Si algo se puede decir de Matías Battistón es que tiene sentido del humor. Lo aprendí a mi costa. Hace poco escribí sobre dos libros tempranos de Samuel Beckett que Battistón tradujo y sugerí que tal vez fueran mejores que la famosa trilogía que forman Molloy, Malone muere y El innombrable. El traductor me contestó que yo era como esos tipos que dicen que Los Beatles se terminaron después de la Caverna de Liverpool. Para seguir con Battistón y Beckett, acaba de salir La madre de Beckett tenía un burro, un libro suyo que empieza diciendo que la madre de Beckett tenía un burro.
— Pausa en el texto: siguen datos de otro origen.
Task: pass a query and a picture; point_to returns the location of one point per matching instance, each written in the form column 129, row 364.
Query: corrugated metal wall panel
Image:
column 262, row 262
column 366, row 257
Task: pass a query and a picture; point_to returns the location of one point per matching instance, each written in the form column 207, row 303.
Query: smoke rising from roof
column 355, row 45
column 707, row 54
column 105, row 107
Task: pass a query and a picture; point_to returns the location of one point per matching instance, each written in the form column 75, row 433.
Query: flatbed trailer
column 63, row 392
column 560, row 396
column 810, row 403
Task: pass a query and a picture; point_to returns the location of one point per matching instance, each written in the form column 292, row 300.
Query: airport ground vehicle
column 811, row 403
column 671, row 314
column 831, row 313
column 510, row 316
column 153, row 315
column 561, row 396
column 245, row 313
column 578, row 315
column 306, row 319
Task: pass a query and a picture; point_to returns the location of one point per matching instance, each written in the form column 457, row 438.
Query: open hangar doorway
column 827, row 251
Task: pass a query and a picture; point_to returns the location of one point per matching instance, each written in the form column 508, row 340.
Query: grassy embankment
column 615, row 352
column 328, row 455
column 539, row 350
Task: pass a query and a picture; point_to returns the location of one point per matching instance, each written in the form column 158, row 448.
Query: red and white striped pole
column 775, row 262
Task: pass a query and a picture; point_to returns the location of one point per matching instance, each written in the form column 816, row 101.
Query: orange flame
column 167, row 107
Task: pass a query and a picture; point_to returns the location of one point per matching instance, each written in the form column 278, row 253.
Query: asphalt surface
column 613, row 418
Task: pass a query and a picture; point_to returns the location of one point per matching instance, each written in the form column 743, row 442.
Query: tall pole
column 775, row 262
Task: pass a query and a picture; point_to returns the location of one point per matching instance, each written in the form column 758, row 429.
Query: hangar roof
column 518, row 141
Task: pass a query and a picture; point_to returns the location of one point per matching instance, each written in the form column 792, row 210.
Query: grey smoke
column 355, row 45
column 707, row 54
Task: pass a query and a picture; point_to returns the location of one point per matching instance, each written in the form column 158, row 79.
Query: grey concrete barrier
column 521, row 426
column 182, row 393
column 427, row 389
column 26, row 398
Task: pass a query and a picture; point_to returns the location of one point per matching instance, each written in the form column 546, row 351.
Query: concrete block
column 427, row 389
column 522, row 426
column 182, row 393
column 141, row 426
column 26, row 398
No hay muchos libros sobre burros, aunque hace poco salió uno que se llama Burros, en una colección que se llama Naturalezas. Pero el libro de Battistón no es un libro sobre burros sino sobre Beckett, sobre traductores y aun más sobre el propio Battistón. El libro es altamente entretenido y se pueden encontrar en él grandes anécdotas, como la de Nabokov dejando la vida para traducir Ada o el ardor al francés, o la de William Carlos Williams traduciendo con su anciana madre puertorriqueña un falso libro de Quevedo. O lo miserable que podía ser la revista Sur a la hora de pagar las traducciones (así como el resto de las colaboraciones), o las extraordinarias aventuras con las lenguas del poeta brasileño Paulo Leminski, “el bandido que sabía latín”.
Quiero ahuyentar la sospecha de que este es un libro de golosinas culturales, género un poco tilingo. Yo diría que es una novela aunque Battistón no termine de decidirse a entrar de lleno en la ficción. La madre de Beckett tenía un burro está atravesada por un leitmotiv que se va haciendo más nítido con el correr de las páginas: el drama de quienes se dedican a traducir por razones alimentarias, pero quieren ser escritores. Así aparecen todo tipo de casos: el de Patrick Bowles, que huye de Beckett para escribir una obra magna que jamás vio la luz. O el de Rosa Chacel, quien afirmaba que “peor que te rechacen una propuesta de traducción es que te la acepten”. O el de Ramón Buenaventura, que despreciaba a Jonathan Franzen como escritor y lo traducía mal a propósito para burlarse. O el del mismísimo Beckett, que odiaba a sus traductores tanto como odiaba tener que traducirse él mismo. Un caso genial es el de José Aníbal Campos, que invierte la fórmula y dice que el mundo debería agradecerle que tradujera porque así se evitaba leer sus libros.
En el medio de los sainetes y tragedias de sus colegas, aparece siempre Battistón como una especie de duende quejoso, siempre atrasado en las entregas, siempre dispuesto a distraerse buscando datos irrelevantes o a plantearse dilemas metafísicos. Hay uno genial: encargado de traducir Molloy, produce una versión a partir del francés y otra del inglés. En un momento, no entiende un pasaje en francés, lo coteja con el inglés y ahora entiende. Pero reflexiona y concluye que le falta algo: “Ahora siento que no voy a poder traducirlo como debería hasta que no lo vuelva a dejar de entender”. Esa mente lógica de Battistón es una de sus características brillantes como escritor. Un escritor hasta ahora sepultado por los manuscritos de Beckett, pero que seguramente sería más feliz con su propia neurosis que con la del irlandés. Suena estruendosa una carcajada que intenta recordarle a Battistón ese refrán sobre quien ríe último.